Por último, a minha avaliação é que o julgamento de Fujimori foi conduzido corretamente. Acredito que o Tribunal oferece uma garantia de imparcialidade e transparência. Vale lembrar que o processo é transmitido ao vivo pelo canal 8 de TV, embora infelizmente apenas por cabo. Mas os cidadãos estão formando a sua própria opinião. Estamos perante um facto transcendente e ninguém o ignora, nem existe uma forte componente política. As paixões chovem e os mais velhos discutem o assunto com alguma aspereza. Mas os jovens estão felizes por isso estar a acontecer, por os governantes saberem que devem estar limpos ou correm o risco de serem presos. Além disso, como raramente no Peru, é evidente para todos que Fujimori está a ter um julgamento impecável, que se não for culpado, o seu brilhante advogado irá tirá-lo da prisão. Mas, se for considerado responsável por atividades criminosas, prolongará sua permanência atrás das grades.
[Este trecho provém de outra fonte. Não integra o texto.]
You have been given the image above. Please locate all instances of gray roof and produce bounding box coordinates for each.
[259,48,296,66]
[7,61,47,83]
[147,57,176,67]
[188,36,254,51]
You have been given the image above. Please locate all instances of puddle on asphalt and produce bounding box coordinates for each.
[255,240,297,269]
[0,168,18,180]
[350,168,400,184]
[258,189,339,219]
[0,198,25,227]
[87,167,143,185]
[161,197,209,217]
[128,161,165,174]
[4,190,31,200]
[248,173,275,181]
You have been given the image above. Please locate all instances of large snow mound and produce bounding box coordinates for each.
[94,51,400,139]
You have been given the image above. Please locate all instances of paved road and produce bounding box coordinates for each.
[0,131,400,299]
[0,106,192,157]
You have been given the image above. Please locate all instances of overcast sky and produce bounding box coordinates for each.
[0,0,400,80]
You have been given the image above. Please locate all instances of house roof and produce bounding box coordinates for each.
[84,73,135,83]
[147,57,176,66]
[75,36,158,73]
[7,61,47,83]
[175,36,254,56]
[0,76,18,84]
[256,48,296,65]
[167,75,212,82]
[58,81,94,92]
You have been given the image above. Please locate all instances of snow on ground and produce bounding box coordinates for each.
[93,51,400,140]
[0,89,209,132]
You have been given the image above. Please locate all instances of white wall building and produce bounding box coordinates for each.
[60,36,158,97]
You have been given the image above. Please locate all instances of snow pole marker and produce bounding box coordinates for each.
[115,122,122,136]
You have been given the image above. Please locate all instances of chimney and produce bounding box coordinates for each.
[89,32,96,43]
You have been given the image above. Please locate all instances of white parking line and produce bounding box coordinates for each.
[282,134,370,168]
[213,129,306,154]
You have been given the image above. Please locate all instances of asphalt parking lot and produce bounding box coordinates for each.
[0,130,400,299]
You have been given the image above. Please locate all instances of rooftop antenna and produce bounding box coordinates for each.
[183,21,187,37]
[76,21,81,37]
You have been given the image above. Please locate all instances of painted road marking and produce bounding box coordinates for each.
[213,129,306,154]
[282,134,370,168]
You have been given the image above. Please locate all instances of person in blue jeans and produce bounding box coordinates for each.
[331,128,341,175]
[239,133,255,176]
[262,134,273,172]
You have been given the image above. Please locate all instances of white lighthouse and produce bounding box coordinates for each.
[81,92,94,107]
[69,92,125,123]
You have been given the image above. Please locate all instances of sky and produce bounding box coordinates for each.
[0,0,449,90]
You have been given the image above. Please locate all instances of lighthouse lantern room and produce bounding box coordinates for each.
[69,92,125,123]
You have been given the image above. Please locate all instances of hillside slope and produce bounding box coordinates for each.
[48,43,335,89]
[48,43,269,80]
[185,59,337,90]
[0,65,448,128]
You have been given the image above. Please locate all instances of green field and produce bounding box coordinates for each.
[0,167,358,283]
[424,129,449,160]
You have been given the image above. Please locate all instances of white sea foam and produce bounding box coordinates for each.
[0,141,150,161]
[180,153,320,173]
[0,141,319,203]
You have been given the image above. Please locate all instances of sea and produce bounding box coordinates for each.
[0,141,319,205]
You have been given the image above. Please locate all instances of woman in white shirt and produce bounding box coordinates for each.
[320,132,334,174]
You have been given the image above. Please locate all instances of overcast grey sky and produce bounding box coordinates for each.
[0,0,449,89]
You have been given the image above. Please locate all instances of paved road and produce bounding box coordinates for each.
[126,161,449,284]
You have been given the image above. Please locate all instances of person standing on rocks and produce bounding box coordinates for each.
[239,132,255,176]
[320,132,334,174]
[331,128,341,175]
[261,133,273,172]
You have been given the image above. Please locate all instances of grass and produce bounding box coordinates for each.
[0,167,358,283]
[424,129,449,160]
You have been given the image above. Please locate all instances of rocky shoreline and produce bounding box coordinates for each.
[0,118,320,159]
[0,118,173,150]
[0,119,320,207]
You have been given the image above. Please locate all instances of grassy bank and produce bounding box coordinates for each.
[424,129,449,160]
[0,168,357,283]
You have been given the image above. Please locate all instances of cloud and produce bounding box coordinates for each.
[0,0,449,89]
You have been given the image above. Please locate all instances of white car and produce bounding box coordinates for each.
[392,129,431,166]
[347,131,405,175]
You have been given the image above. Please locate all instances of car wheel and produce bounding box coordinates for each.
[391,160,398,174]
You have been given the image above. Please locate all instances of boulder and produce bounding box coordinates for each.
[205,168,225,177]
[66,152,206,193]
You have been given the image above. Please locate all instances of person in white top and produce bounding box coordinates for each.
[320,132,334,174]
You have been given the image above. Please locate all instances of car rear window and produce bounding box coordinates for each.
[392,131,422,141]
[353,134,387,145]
Todo o país e cada um de nós enfrentamos a provação mais transcendente da história moderna do Peru.
Notas do Editor:
1. Festa popular organizada em torno da preparação de frango picado, marinado com pimenta, alho, entre outros condimentos, e cozido na panela ou na grelha. Cerveja e música alegre para dançar são outras características dessas festas organizadas para arrecadar dinheiro para algum objetivo, geralmente de pequenas organizações de bairro.
2. “Chefe” é uma expressão popular usada para se dirigir a uma autoridade uniformizada, geralmente a polícia
3. Palavras da mensagem de Fujimori em todos os meios de comunicação, com a qual comunicou a sua decisão de encerrar o Congresso da República em 1992. Esta expressão tornou-se popular e aparece frequentemente nos cartoons de Fujimori em tom humorístico.
* Este artigo foi publicado no âmbito do Acordo da Fundação San Marcos para o Desenvolvimento da Ciência e da Cultura da Universidade Nacional Mayor de San Marcos – Museu Nacional Nipo-Americano, Projeto Descubra Nikkei.